Submitted to: American Society of Agricultural Engineers Meetings Papers
Publication Type: Proceedings
Publication Acceptance Date: 8/5/1996
Publication Date: N/A
Citation: N/A

Interpretive Summary: When farm land is available for manure application or manure can be sold or fed, animal producers need to conserve nutrients. Many swine production operations keep the houses clean by flushing with water. Mechanical separation of manure solids and organic nutrients contained in the very diluted wastewaters is very inefficient, 5 to 20%. Polyacrylamide (PAM) polymers were shown to be very effective for flocculating suspended solids and separating nutrients from flushing effluents. Removal efficiencies of about 80% of suspended solids, organic N, and P were obtained with relatively small PAM application rates of 25 to 100 mg/L. Solids and nutrient separation before the waste enters typical lagoon treatment provides new alternatives for waste disposal. The solids can be composted, processed for refeeding, or transported to nutrient deficient cropland.
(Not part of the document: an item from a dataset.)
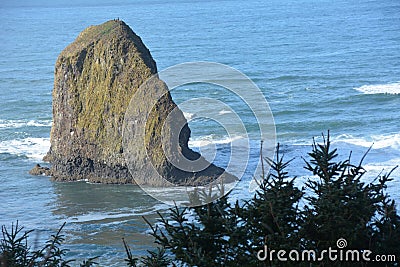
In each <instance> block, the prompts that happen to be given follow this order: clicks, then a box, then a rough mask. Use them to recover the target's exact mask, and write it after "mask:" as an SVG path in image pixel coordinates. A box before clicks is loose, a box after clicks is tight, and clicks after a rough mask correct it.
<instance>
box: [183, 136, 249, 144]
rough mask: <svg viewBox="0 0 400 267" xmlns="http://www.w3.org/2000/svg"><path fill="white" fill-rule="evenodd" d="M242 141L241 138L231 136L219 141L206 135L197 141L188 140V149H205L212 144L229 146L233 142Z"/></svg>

Technical Abstract: Assigning nutrients to nutrient deficient areas through solids separation is critical to overcome current land limitations associated with large swine operations in the Southeast region. Mechanical separation with screens can remove only 5 to 20% of the total suspended solids (TSS), organic N, and P. Our evaluation of various polyacrylamide (PAM) polymers showed that cationic PAM with a 20% charge density is very effective for flocculating TSS and separating nutrients from flushing effluents. Removal efficiencies of about 80% of TSS, organic N, and P were obtained with PAM rates of 25 to 100 mg/L and swine wastewater having 3.2 to 6.8 g/ L total solids content.